As a new user I'm trying to use Nominal Value Row Filter to select a subset of rows in a data table, based on specific values in a selected column. My problem is that the column I want to select doesn't appear in the list of columns in the node dialog. There are 23 columns in the table I want to filter but only 8 columns are available for selection in the filter dialog.
I've had this happen in two separate, different workflows now. Can anyone advise on why this problem might arise and if I can do something to avoid it? I've not been able to find a solution through searching.
In this picture you can see that there are 5 string columns (Last Name, First Name, Middle Name, Full Name, and SSN) before the sixth string column Organization Name.
In this picture you can see that the Nominal Value Row Filter configuration only shows the string columns starting at the column Organization Name and on.
I tried to make an example data set by altering the table with dummy data (created a new tab in the same excel file and deleted the majority of the records). When I did that, my “example” actually showed the first five string columns that I was looking for in the Nominal Value Row Filter configuration. Unfortunately, when I changed the Excel Reader configuration back to my original data set it went back to only showing those string columns after the string column Organization Name and on.
Unfortunately, I cannot recreate the situation. Does using the Column Auto Type Cast node before the Nominal Value Row Filter node help?
If not, May I know what are you trying to do? Maybe we can find an alternative solution.
Thank you so much for trying armingrudd. What I am trying to do is really simple, I have two rows, row0 and row1, in the Last name column that I am trying to filter out of my data set. I am a former Alteryx user and in that software there is a configuration to “skip first N records”. I have not been able to locate an equivalent option in Knime. I know that I can use two row filter nodes, one for each row I am trying to exclude, but I’m looking for an option more dynamic.
The reason why certain columns are not seen in Nominal Value Row Filter (or Splitter) node is because they have more than 60 unique values. In KNIME domain is not automatically calculated for those columns. To solve this you can use Domain Calculator node and uncheck option Restrict number of possible values. For some nodes in node description this is mentioned so it will probably be added for two mentioned above as well. Domain information for columns can be checked in output view under spec tab.

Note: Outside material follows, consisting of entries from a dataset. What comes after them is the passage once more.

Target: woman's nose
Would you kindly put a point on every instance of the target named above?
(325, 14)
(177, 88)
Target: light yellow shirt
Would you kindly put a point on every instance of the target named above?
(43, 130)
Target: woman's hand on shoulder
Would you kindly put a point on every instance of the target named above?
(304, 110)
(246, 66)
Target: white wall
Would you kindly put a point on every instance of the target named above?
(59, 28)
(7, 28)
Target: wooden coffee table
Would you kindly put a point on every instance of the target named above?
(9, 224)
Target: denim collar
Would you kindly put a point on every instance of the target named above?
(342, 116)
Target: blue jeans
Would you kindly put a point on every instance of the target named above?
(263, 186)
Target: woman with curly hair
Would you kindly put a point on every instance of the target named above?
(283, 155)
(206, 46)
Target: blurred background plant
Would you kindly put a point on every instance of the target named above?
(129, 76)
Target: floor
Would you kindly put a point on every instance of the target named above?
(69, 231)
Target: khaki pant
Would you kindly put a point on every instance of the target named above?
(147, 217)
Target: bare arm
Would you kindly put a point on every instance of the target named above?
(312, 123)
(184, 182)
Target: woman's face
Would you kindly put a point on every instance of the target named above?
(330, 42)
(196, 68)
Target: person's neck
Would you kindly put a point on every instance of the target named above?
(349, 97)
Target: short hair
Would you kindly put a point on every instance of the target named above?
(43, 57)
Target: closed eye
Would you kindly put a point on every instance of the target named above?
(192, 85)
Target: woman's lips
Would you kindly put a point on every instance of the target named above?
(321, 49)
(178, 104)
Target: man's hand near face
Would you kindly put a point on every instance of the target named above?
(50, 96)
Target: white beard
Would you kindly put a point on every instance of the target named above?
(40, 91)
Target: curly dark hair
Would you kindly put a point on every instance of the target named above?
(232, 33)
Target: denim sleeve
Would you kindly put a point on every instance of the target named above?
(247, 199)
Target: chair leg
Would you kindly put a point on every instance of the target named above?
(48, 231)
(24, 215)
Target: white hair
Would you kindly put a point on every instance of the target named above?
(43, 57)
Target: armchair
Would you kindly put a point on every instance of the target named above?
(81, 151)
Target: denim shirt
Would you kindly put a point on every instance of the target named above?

Now to your row skipping. In Excel Reader node there is option Read entire data sheet, or…. You should uncheck that option and specify from which row to read data. The row number is an absolute number from Excel sheet.
Now to Alteryx switch. Here is topic you can check. There you have links to another two interesting topics and also link to just published guide From Alteryx to KNIME. Hope it will help.
This makes so much sense re: the unique values limitation. My data set has over 50K unique values. I have explored the options in the Excel Reader node to specify from which row to read data but I got a little turned around and frustrated because of the volume of my data set. I run this workflow multiple times a week and I didn’t want to change the excel reader configurations for the column rows every time I changed the input. This sent me on the hunt for a more dynamic option because I will consistently have to delete the first 2 rows of every data set that I generate and run in Knime.
The links that you provided re: the transition from Alteryx are very helpful. I initially was extremely frustrated with my transition but after many late nights of searching the forums for advise and guidance things are definitely getting better.
I truly appreciated everyone helps with trouble shooting this issue!